У меня в глазах от страха потемнело. Уж больно тоскливо сказал это Кирий.

– И что, – шепчу, – решили?

– Что люба ты ему, – шепчет Кирий. И вдруг как головой тряхнул, обернулся ко мне, за плечи ухватил и смотрит глазами отчаянными: – Хоть и знаю, что против отца идти – последнее дело, а не могу все так оставить! Не суди меня строго! И мне ты в сердце запала, – хоть и пылают щеки у мальчишки, будто маков цвет, а говорит он твердо. Я же не знаю, куда деваться – то ли в окно сигать, то ли под лавку. Вот ведь счастье привалило! И отцу, и сыну понравилась… Ох, не к добру это! – А Ильян, отец мой… он урчи славный, земли под его рукой богатыми стали. Да только за тебя мне боязно… – и опять на шепот сорвался, бедняжечка. – До игрушек-то отец мой охоч… А как наиграется – сломает и выбросит.

У меня – и смех, и слезы. Кирий, урчиеныш, глазами сверкает, по всему видать – ревнует… А ревнивым народная молва верить не велит.

Все бы так, да ветер мне на ушко шепчет – правду мальчишка говорит.

Ну, поздно теперь бояться, пора спасаться. Ужель я, Зельда, Айкина внучка, не перехитрю урчи.

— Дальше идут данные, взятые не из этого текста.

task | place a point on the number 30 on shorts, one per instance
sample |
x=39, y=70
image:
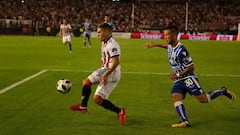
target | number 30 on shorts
x=189, y=82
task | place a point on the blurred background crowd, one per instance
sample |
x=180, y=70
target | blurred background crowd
x=220, y=16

– Верю тебе, – говорю я Кирию. Тот духом воспрянул, еще крепче мои плечи сжал. Мальчишка мальчишкой, а руки-то уже сильные. Рано, видать, взрослеют здесь. – Что же мне делать теперь?

Кирий взгляд отвел.

– Перетерпеть, – молвит, – надо. На праздничном пиру в питье тебе сон-травы отвар подольют. А как уснешь – отнесут в покои отцовские. Ты, главное, не противься ему, как очнешься. Приласкай, а как утомится он, задремлет – беги. Я в отцовской комнате под ложем веревку спрятал прочную. Привяжешь к балке – и спускайся. Я тебя у стены подхвачу. Котомка с одежей сменной и серебром уж приготовлена, лежит в конюшне, в сено зарытая. Я лошадей со двора уведу – в один миг мы до границ урции доскачем, а там руки отцовские не дотянутся…

Задумалась я. Всем план хорош, а мне не гож.